Saying Thank You While Riding


Photo: San Francisco Bike Party reminds us about the memorial for Nancy Ho at the corner of Fremont and Mission. Stop by and pay your respects if you get the chance. So sad.

I’ve biked to work now for roughly 6 months. Used up my 100 handy-wipes. Flattened a tire. No injuries, knock on wood, despite the urban mess I ride through every morning and evening. 4th and Townsend, the intersection of a freeway onramp and an active commuter train station, I’ve nicknamed: “CrazyTown-send” for the apparent suspension of common sense and civil law.

At first, I was largely angry when I arrived at work. I was hot, I was upset at the rudeness of drivers. Tangling with your life every morning gives you a shot of adrenalin that’s hard to dampen.

A few months in, I stopped being angry all the time. I think this is due to an increase in fitness. Everything makes you angry when you’re hot and tired. Still- cars cut me off, didn’t signal, swerved into me, or opened doors in my face. Same stuff, just my reaction was different.

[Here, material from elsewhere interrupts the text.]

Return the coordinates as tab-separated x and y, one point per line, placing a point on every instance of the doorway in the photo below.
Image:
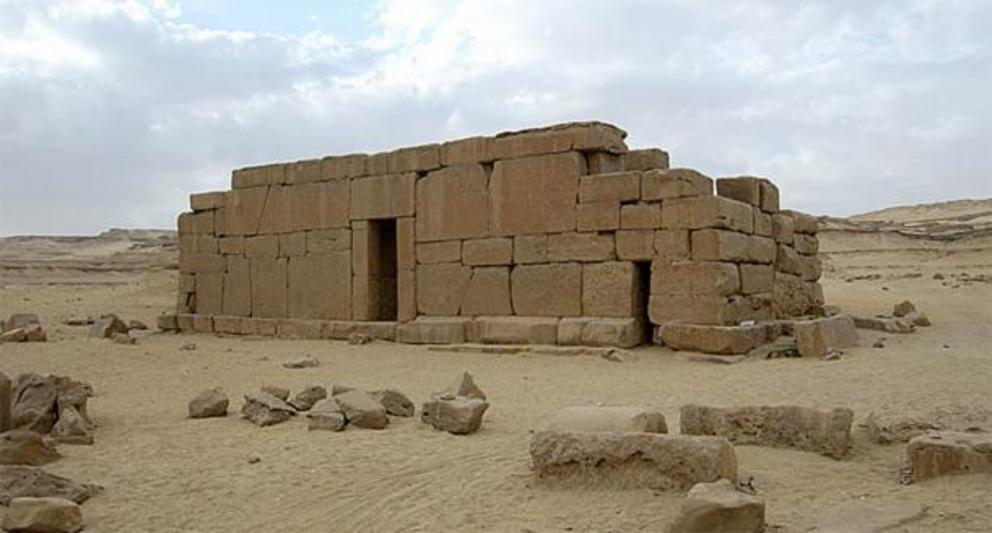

A few months after that, I started daydreaming and thinking more while riding, looking at the beautiful Bay Bridge and the Bay- mist on the water. I started tweeting little poetic descriptions of the bay “bay updates” when I arrived at work. I started de-athleticizing my apparel, wearing skirts, squishing my stuff into cuter bags. I started having fun, basically.

Perhaps month 4 or 5, I actively tried to STFU while biking. I’m pretty verbal and confrontational, and this month I was like: I said- no more yelling at cars. You do not want to be shot (famous incident of road rage in SOMA where a famous kickboxer was shot for yelling at a driver.) No more shouting “stop double-parking in the bike lane” into car windows. I did continue to tweet the infractions by the Zynga mini-bus parking in the bike lane on Townsend (and general swerving into traffic without checking for cyclists), and Gordon Biersch for leaving dumpsters in the bike lane on a very narrow part of Embarcadero.

Photo: Milton Repreza’s photo of me at Critical Mass

Last month, I actively decided to focus on the positive. It’s a parenting technique (remember: I’m an auntie of 8!)… I started saying “thank you,” to the nice people. Because they’re all around you, doing nice stuff. This has improved my ride perhaps more than anything else. Thanks, pedestrian, for stopping and letting me zip by. Thanks, bus driver, for letting me whiz around you while you’re at your stop (not recommended for the faint of heart). Thanks, car on Harrison, for letting me wheel through this stop sign without stopping- note, Harrison has *the nicest* cars in respect to cyclists over any other street in SF. Thanks, tourists, for letting me go through this big cable car turnaround crowd. Once in a while it’s a standoff of politeness: no, you go. No, you go. You first! Really. You can go. Go. (On the Division/Townsend turnaround).

I still get angry at being doored, or swerved into. People who park in bike lanes deserve a certain ring of hell (in which they are sandwiched between an Amtrak bus and Muni on a recliner bike, oh, and cab is double-parked in the bike lane, in front of them- yes, I have fantasized about this). Runners who are opposing traffic in the bike lane also need a wake-up call. It’s all somewhat balanced by the occasional politeness.